John Oliver a un don pour mettre le doigt là où ça fait mal, tout en humour british et en sarcasme corrosif. On l’a vu résumer avec brio la polémique entourant la neutralité du Net, taillader la très controversée FIFA pendant la Coupe du Monde 2014 et, plus récemment, dénoncer sans mâcher ses mots les agissements des policiers à Ferguson, dans le Missouri.
Il s’est attaqué hier à l’écart de salaires entre hommes et femmes aux États-Unis, un problème dénoncé à de nombreuses reprises par le président Obama. Problème ? Sa propre administration n’est pas vraiment irréprochable sur la question… Vidéo complète et traduction intégrale juste dessous.
Les femmes. Que veulent-elles ?
Cette question a taraudé des gens aussi importants que Mel Gibson, star de cinéma et humaniste notoire, avec son film Ce que veulent les femmes. À ne pas confondre avec sa suite, qui a connu bien moins de succès, Pourquoi les Juifs ?.
Ce que veulent probablement la plupart des femmes aux États-Unis, c’est être payées autant que les hommes. Et un mec quelque peu important est d’accord avec elles.
Barack Obama : « Les femmes méritent un salaire égal pour un travail égal ! » Journaliste : « L’égalité des salaires a vraiment pris une place importante dans votre présidence, c’est devenu un thème principal de votre séjour à la Maison Blanche. »
C’est tout à fait juste. C’est mieux que d’autres thèmes choisis par des Présidents dans le passé, comme « Enfermons les Japonais » et « À bas la vermine Séminole ». Malheureusement, comme souvent pour Obama, son but louable a été rapidement terni.
Obama : « Aujourd’hui, en moyenne, pour le même travail, une femme gagne 77 centimes pour chaque dollar gagné par un homme.

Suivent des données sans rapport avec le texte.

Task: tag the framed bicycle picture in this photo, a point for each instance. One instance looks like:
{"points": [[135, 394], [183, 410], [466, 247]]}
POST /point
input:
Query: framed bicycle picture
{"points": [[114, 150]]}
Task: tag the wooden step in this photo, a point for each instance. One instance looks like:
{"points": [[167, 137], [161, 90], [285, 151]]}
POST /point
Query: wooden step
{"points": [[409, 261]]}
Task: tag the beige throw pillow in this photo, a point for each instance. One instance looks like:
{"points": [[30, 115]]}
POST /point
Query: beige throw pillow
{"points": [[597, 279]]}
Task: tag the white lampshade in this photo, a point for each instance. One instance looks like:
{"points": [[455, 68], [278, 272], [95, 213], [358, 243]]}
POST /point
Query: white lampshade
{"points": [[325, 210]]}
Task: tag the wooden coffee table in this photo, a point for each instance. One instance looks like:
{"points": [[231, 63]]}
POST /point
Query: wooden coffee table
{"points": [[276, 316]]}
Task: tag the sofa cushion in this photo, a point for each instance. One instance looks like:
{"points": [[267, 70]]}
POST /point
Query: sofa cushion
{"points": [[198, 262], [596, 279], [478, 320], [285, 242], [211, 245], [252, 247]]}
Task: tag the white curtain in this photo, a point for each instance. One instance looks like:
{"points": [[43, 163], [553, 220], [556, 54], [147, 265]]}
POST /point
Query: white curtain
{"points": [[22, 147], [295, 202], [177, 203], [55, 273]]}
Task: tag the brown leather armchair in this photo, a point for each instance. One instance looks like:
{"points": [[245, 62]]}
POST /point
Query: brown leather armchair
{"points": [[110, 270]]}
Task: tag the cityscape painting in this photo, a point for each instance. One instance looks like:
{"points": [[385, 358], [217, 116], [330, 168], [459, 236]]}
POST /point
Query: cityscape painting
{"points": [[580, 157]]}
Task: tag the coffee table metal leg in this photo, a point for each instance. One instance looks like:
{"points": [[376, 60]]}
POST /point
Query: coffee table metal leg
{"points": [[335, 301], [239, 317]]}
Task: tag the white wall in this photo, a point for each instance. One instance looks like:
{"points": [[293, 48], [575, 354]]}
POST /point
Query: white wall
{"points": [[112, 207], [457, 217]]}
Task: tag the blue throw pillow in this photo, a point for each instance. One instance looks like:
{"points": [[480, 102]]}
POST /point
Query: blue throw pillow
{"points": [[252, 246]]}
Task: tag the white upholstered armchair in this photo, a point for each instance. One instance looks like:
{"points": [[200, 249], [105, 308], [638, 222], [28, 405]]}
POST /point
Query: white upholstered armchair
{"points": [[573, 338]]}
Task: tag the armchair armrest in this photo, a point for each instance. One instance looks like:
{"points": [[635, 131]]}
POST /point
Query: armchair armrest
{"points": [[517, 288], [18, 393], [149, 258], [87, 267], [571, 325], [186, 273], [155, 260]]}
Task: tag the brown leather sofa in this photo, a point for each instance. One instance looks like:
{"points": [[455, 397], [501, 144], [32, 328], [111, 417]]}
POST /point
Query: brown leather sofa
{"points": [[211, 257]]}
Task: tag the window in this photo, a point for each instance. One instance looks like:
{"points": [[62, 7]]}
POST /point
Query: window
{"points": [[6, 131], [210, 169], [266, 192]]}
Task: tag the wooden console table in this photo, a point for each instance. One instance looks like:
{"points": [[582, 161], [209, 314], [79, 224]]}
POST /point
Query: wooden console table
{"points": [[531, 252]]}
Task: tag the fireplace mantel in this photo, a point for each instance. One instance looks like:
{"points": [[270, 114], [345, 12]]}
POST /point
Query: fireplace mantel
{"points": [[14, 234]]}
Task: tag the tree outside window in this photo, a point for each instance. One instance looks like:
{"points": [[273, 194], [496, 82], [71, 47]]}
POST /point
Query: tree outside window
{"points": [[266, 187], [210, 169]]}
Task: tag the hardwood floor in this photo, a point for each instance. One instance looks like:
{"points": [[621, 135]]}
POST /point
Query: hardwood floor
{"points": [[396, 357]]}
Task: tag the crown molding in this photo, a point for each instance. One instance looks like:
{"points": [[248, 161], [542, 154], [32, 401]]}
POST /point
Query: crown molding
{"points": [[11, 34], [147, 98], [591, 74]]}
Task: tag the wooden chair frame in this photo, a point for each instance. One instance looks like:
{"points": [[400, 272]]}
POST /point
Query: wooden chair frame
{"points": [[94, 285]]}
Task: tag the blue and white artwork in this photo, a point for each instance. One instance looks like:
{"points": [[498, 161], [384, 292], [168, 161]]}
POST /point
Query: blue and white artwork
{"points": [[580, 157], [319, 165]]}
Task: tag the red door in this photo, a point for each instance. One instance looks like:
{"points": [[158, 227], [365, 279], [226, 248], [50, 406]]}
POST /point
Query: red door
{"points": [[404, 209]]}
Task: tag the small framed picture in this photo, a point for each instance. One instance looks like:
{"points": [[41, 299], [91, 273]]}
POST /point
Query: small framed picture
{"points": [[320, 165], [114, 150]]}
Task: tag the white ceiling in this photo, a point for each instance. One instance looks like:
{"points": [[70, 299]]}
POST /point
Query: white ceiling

À travail égal, salaire égal ! Ce n’est pas si compliqué. »
Bah oui ! Ça ne devrait pas être si compliqué, et sauf si Obama a ignoré quelque chose qui complique sérieusement cette situation, on devrait être bien.
« En 2013, sous Obama, les employéEs de la Maison Blanche touchaient moins de 88 centimes pour chaque dollar gagné par un employé masculin. »
Euh… ok ! C’est pas grave ! Peut-être que ça veut juste dire que le Président était 88% sincère quand il parlait d’égalité des salaires ! Et si on arrondit, bon, ça fait quasiment 100%, hein, alors de quoi on se plaint ?
Du coup, les gens se sont tous concentrés, non pas sur la façon de régler ce problème, mais sur la façon de le quantifier.
« Le Ministère du Travail parle de 81 centimes… » « Un autre sondage fédéral parle de 88 centimes… » « Les études montrent qu’on a un écart de salaires d’environ 9%. » « L’écart des salaires est entre 5 et 7 centimes. » « Les femmes qui ne se marient pas ne sont virtuellement pas touchées par l’écart des salaires. Elles gagnent 96 centimes pour chaque dollar que gagne un homme. »
Même si 96 était le chiffre correct (ce qu’il n’est pas)… c’est quand même terrible ! Laissez-moi vous expliquer ça de façon simple. Si quelqu’un fait caca sur mon bureau, le problème ne se situe pas dans la taille du caca. Je ne vais pas dire « Bon, c’est un caca gros comment ? 10 cm ? 15 ? Oh, seulement 5 ? Bon, c’est presque comme si tu n’avais pas du tout fait caca sur mon bureau ! ».
Voilà où on en est. L’Equal Pay Act du Congrès a été démoli, et apparemment, il n’y a rien de concret à l’horizon. Mais selon certains, ce n’est pas un souci ! Parce que non seulement l’écart de salaires est quasi-inexistant, en plus, dans les cas où il existe, c’est en fait de la faute des femmes.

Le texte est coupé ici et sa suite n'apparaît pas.